According to the VFAA, the White Paper should include a brief and concise summary of the technical properties of the crypto token or coin being issued by the ICO, as well as details regarding the persons behind the White Paper and the ICO project, details regarding the expenses already undertaken and the future financial prospects of the project, and details regarding protective measures being taken to safeguard against any possibility of money-laundering. The document should then be certified by a VFA Agent, who will confirm that all information being presented by the issuers of the ICO is factual, before presenting the document to the Maltese authorities.

The system revolves around the role of the VFA Agent, who acts as a Maltese representative – necessarily resident in Malta – which every ICO must appoint. The VFA Agent is an accredited professional who has been registered as a VFA Agent by the Maltese authorities, after a thorough confirmation of the VFA Agent’s competence in the field. In practice, the VFA Agent acts as a first line of defence to ensure an ICO’s full conformity with the VFAA.

Ten days after the White Paper has been delivered to the Maltese authorities by the VFA Agent, the ICO may begin the offer of its crypto tokens to the public.

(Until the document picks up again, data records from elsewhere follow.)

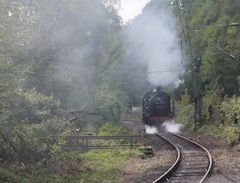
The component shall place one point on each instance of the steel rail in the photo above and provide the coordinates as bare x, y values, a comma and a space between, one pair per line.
174, 166
168, 173
206, 151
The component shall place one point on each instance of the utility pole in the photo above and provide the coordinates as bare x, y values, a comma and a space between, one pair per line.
198, 94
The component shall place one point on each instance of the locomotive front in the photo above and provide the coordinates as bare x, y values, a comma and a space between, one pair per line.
156, 107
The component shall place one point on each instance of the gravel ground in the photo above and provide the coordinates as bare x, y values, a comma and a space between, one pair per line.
147, 170
226, 160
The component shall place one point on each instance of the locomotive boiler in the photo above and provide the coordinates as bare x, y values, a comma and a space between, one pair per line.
156, 107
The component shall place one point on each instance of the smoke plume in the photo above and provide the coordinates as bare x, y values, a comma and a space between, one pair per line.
153, 38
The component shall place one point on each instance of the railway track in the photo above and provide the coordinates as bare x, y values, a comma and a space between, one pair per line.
193, 162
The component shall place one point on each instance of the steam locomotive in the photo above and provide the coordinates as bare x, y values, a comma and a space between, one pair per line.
156, 108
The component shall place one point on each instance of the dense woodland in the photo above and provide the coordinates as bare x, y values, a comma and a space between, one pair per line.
59, 56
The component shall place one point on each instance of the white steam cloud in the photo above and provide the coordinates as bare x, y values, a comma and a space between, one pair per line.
153, 37
171, 126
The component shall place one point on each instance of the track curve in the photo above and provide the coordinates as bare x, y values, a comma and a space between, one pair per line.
193, 162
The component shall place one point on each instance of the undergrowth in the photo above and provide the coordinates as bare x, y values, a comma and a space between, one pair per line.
221, 117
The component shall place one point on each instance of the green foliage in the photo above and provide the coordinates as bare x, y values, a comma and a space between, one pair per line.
230, 110
210, 19
111, 129
185, 115
111, 102
226, 133
7, 176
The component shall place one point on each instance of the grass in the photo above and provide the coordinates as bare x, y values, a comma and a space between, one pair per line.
99, 166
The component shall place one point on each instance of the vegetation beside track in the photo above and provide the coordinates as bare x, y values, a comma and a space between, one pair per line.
221, 116
92, 166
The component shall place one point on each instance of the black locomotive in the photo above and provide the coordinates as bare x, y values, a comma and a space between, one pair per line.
156, 107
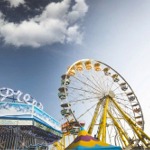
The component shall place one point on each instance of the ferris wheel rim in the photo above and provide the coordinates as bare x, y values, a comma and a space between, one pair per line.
88, 59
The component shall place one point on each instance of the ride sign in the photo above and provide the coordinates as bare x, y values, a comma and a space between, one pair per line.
9, 94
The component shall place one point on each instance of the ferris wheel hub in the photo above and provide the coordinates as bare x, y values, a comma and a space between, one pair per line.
111, 94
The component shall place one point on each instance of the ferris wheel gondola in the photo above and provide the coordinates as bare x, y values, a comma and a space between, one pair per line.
94, 93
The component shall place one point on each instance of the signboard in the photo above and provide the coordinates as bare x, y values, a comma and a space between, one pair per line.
15, 110
16, 122
7, 94
24, 111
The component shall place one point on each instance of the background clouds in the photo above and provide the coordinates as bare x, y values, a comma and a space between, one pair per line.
58, 23
15, 3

However, even after the tokens have been offered and issued to the public, the VFA Agent has a continuous role whereby he is required to act as a liaison between the administrators of the ICO and the Maltese authorities. The VFA Agent is to assume a role of thorough independence throughout, to ensure that he is always on the lookout for possible legal violations.

Beyond ICOs, the Maltese blockchain framework is also capable of regulating VFA services, which shall be regulated in conformity with the class of services being provided. These service classes include investment advice in relation to VFAs, the management of portfolios of VFA assets, and even the operation of a cryptocurrency exchange. There has been overwhelming interest in the latter, particularly when news hit that Binance, the world’s leading crypto exchange, would be setting up a base in Malta in order to take advantage of the country’s world-leading blockchain framework.

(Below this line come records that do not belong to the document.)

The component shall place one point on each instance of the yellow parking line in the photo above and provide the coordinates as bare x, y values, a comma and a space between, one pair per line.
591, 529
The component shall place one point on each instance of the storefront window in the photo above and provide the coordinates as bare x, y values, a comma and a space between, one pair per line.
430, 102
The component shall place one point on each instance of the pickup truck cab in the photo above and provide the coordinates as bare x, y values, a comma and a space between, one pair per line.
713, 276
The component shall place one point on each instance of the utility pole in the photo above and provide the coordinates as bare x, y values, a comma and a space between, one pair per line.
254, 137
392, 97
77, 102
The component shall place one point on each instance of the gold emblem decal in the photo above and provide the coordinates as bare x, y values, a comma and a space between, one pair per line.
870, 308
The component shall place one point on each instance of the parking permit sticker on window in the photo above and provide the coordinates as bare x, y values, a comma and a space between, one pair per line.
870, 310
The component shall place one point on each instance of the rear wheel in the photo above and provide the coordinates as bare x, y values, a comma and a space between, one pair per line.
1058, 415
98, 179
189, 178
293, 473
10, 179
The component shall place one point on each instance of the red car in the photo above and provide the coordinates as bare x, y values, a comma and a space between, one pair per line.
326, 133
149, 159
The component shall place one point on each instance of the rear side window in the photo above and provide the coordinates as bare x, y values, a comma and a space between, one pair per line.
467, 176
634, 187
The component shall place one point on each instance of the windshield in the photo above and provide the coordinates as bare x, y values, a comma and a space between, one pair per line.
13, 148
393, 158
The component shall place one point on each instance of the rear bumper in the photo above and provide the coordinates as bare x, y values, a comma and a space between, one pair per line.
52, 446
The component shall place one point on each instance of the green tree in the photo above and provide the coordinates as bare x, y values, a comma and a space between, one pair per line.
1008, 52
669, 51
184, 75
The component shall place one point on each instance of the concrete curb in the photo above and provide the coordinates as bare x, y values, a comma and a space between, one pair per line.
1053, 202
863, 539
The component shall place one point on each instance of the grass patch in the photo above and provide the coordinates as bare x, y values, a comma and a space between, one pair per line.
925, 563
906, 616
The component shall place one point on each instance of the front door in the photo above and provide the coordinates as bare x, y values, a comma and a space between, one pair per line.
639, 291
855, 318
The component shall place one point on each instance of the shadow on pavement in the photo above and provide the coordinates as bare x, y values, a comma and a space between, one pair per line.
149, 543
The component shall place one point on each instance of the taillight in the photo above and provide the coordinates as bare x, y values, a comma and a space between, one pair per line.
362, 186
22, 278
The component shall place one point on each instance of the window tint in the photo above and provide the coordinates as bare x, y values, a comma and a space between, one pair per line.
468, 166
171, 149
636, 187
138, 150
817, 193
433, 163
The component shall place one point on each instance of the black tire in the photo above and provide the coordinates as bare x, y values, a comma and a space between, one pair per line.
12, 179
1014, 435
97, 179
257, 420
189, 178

The ingenuity of the Maltese framework is perhaps best represented by the Innovative Technology Arrangements and Services Act (“ITAS”): a less popular but equally interesting legislative instrument which also forms a crucial part of Malta’s blockchain framework. The ITAS introduces a system of regulation applicable to smart contracts; which is also flexible enough to capture agreements based on artificial intelligence, which are expected to become increasingly commonplace in the coming years.

This demonstrates exactly how the Maltese legislative approach has gone beyond the current status quo of the blockchain environment, and has devised a legal framework which is prepared not only for the sector as we know it today, but also for the mainstream implementation of blockchain technology in our daily lives.

The future of blockchain is bright; and all the more so in Malta.